La création du Conseil national des diacres de la CECSA a beaucoup aidé à préciser la direction que le ministère doit prendre de temps en temps. L’objectif actuel est de se concentrer sur le groupe d’après-confirmation dont nous perdons de nombreux éléments après le soi-disant “sacrement de l’adieu”. Le plan consiste à organiser une série de formations intitulées « Enseigner l’Enseignant » destinées aux diacres pour leur permettre d’emmener le materiel et l’enseignement dans leurs paroisses respectives et d’assurer le cours orienté vers les groupes de jeunes adultes et post-confirmés. Néanmoins, notre recherche a montré que l’organisation d’un ensemble de ces formations destinées à ce type de groupes équivaudrait à poser un pansement adhésif sur la blessure – ça ne guérira pas la blessure. Le mal est plus profond – la catéchèse de base est absente et doit être assurée. Cette nécessité, le saint Père l’appelle « la Catéchèse hospitalière du Champ de bataille », ce qui signifie que nous devons poser les fondations sur une catéchèse basique avant d’aller vers des enseignements théologiques sophistiqués et des pratiques religieuses. Tout ceci est clairement expliqué dans les paroles du pape : « Ce dont l‘Église a le plus besoin aujourd’hui, c’est de la capacité à guérir les blessures et à réchauffer les cœurs – elle a besoin d’intimité et de proximité.

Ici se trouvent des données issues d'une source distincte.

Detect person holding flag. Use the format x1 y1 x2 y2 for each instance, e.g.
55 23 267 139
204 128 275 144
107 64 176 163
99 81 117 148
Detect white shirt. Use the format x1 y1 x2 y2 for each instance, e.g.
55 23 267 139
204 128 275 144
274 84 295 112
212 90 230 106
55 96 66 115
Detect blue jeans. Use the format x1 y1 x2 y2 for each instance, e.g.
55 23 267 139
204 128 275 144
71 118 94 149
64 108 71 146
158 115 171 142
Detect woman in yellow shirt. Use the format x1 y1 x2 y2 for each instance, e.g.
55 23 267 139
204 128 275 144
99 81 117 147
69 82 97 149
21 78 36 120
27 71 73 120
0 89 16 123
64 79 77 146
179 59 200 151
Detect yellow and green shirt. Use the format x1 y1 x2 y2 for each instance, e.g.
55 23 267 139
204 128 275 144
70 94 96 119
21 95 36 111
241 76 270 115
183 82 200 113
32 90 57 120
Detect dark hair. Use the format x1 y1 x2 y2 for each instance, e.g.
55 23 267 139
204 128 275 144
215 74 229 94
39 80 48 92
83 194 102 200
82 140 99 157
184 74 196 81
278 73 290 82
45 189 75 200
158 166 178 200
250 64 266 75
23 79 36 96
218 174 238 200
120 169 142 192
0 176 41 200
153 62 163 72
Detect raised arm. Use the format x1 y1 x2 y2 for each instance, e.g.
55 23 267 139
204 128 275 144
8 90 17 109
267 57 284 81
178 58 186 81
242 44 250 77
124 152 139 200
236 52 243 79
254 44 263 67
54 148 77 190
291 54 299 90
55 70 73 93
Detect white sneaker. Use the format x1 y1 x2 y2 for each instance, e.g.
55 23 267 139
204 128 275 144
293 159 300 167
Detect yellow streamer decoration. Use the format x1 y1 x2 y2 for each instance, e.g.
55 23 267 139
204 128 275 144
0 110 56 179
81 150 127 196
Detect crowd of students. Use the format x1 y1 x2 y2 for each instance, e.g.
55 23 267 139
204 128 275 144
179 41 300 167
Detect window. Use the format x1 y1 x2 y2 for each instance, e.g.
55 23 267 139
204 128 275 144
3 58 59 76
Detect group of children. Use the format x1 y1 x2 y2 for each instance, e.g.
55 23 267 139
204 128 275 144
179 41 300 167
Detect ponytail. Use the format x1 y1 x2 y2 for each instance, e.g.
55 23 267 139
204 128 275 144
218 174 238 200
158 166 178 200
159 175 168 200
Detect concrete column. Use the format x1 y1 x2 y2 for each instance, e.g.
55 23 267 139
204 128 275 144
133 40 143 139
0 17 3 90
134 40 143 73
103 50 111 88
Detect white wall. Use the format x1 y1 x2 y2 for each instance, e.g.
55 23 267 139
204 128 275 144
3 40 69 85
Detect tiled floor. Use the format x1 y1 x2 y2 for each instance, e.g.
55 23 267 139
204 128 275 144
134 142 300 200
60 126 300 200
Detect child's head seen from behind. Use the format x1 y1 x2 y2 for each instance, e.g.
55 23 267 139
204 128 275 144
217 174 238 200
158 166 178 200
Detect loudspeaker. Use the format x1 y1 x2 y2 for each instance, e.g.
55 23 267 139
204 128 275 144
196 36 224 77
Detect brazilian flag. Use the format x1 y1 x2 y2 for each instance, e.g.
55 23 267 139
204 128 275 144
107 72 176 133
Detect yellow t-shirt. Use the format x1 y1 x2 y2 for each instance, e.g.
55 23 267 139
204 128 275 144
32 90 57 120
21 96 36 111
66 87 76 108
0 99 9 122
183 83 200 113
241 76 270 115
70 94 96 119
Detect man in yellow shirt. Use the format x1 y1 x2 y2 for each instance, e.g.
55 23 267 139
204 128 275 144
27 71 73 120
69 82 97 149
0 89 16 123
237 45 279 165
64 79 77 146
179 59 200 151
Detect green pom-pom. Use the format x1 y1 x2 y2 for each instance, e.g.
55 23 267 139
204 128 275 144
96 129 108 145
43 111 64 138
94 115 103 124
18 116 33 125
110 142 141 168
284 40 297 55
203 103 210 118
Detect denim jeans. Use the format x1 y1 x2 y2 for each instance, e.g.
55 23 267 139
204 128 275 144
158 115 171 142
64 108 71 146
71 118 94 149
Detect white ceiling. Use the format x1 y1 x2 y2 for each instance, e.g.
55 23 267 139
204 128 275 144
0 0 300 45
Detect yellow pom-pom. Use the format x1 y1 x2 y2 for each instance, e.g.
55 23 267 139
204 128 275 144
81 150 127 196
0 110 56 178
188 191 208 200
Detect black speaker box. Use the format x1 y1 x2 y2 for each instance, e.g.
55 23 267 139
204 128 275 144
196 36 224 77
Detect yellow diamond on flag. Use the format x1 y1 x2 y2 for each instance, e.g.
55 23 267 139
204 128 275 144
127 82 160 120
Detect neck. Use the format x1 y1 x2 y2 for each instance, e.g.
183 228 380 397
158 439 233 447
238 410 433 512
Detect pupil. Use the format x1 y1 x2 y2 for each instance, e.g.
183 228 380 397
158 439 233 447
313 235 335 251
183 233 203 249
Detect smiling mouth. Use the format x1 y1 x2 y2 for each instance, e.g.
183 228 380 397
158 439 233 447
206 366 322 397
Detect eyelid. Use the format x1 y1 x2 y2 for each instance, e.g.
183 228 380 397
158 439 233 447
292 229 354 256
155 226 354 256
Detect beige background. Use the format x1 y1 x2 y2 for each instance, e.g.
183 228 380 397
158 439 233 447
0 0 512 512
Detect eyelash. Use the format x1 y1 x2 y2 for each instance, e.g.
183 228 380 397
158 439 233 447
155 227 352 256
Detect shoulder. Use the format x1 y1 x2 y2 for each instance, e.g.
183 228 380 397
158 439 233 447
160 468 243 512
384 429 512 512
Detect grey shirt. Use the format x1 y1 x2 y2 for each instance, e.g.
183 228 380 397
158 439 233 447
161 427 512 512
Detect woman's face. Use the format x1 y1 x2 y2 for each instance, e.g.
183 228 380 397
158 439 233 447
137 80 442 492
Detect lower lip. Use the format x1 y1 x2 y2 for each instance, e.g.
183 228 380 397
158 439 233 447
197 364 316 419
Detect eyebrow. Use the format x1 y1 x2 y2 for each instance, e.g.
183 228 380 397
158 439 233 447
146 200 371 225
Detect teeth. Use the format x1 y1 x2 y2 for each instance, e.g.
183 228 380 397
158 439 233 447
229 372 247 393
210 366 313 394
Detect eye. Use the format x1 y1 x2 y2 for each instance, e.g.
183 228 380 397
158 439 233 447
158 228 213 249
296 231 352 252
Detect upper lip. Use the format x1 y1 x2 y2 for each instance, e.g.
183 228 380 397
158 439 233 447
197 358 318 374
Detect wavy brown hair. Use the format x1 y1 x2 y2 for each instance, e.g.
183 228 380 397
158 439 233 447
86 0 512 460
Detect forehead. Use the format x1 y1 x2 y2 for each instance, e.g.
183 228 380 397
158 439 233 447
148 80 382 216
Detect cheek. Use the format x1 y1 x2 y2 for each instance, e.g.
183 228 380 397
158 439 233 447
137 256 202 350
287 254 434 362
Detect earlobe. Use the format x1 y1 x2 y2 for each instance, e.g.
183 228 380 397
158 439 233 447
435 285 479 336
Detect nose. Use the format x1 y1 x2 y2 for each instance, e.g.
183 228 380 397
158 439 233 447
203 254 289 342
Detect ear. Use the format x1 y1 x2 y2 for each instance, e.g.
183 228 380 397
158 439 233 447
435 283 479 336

Je vois l‘Église comme un Hôpital de Champ de bataille. » Ce qu’il dit c’est que nous devons soigner les blessures causées par une catéchèse inadaptée avant de pouvoir passer à l’explication ou à la défense d’autres pratiques et doctrines.

Objectifs

Compte tenu de ce qui vient d‘être présenté, le Conseil des Diacres de la CECSA a un but précis : élaborer une formation détaillée à l’intention des diacres et conçue pour permettre au diacre d’enseigner les bases de la catéchèse d’abord, comme le socle sur lequel bâtir un enseignement plus avancé sur le QUOI et le POURQUOI de notre foi et de notre pratique, en y incluant l’apologétique. L’ensemble de la formation sera basé davantage sur la personne de Jésus le kérygme que sur l’institution de l‘Église. Nous considérons que ce travail revient aux diacres, non pas aux prêtres.